Principle:Langgenius Dify Vector Database Selection
| Knowledge Sources | Dify |
|---|---|
| Domains | DevOps, Deployment, VectorDB, RAG |
| Last Updated | 2026-02-12 00:00 GMT |
Overview
Vector Database Selection is the principle of decoupling the vector storage backend from the application layer so operators can choose the most appropriate vector database through a single environment variable.
Description
Dify's RAG (Retrieval-Augmented Generation) pipeline requires a vector database to store and retrieve document embeddings. Rather than hard-coding a single vector store, Dify abstracts the choice behind the VECTOR_STORE environment variable. This variable simultaneously controls two concerns:
- Application routing -- The API and worker services read
VECTOR_STOREat runtime to instantiate the correct vector store client (Weaviate, Qdrant, Milvus, pgvector, etc.). - Infrastructure provisioning -- Docker Compose profiles use the same variable to start only the container(s) needed for the selected vector database, avoiding resource waste.
The supported vector databases include:
- weaviate (default) -- Weaviate v1.27, with gRPC support and API-key authentication
- qdrant -- Qdrant v1.8, lightweight and high-performance
- milvus -- Milvus v2.6 with etcd and MinIO dependencies
- pgvector -- PostgreSQL 16 with the pgvector extension
- pgvecto-rs -- PostgreSQL 16 with the pgvecto.rs extension (Rust-based)
- chroma -- ChromaDB v0.5 with token authentication
- opensearch -- OpenSearch with dashboards
- oceanbase -- OceanBase CE v4.3 with vector support
- elasticsearch -- Elasticsearch v8.14
- oracle -- Oracle Free with vector capabilities
- opengauss -- openGauss v7.0 with vector support
- myscale -- MyScaleDB v1.6 (ClickHouse-based)

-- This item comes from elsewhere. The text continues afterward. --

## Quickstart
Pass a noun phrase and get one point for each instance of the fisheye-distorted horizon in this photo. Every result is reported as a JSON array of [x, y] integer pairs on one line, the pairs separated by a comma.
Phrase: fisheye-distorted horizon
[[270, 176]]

- And additional options: couchbase, vastbase, matrixone, iris, seekdb
This principle ensures that switching vector databases requires no code changes and no modification of the Docker Compose file -- only an update to the VECTOR_STORE value in .env.
Usage
Use this principle when:
- Choosing a vector database for a new Dify deployment.
- Migrating from one vector database to another.
- Evaluating different vector stores for performance benchmarking.
- Running minimal infrastructure in development versus full-featured stores in production.
Theoretical Basis
The selection mechanism relies on Docker Compose profiles, a feature that conditionally starts services based on the active profile list. The COMPOSE_PROFILES variable is computed from the vector store and database type:
# In .env.example:
COMPOSE_PROFILES=${VECTOR_STORE:-weaviate},${DB_TYPE:-postgresql}
When docker compose up runs, only services whose profiles list includes a value present in COMPOSE_PROFILES are started. Services without a profiles key (api, worker, web, redis, nginx, etc.) always start.
Pseudocode: Profile-based service activation
1. Operator sets VECTOR_STORE=qdrant in .env
2. COMPOSE_PROFILES resolves to "qdrant,postgresql"
3. docker compose evaluates each service:
- api (no profile) -> STARTS (always)
- worker (no profile) -> STARTS (always)
- redis (no profile) -> STARTS (always)
- weaviate (profile: weaviate) -> SKIPPED
- qdrant (profile: qdrant) -> STARTS (matches)
- milvus (profile: milvus) -> SKIPPED
- db_postgres (profile: postgresql) -> STARTS (matches)
- db_mysql (profile: mysql) -> SKIPPED
4. Only qdrant + postgres containers launched alongside core services
Each vector database service in docker-compose.yaml declares its own profile that matches the VECTOR_STORE value. Some databases require multiple supporting containers (e.g., Milvus needs etcd and MinIO), all sharing the same profile tag.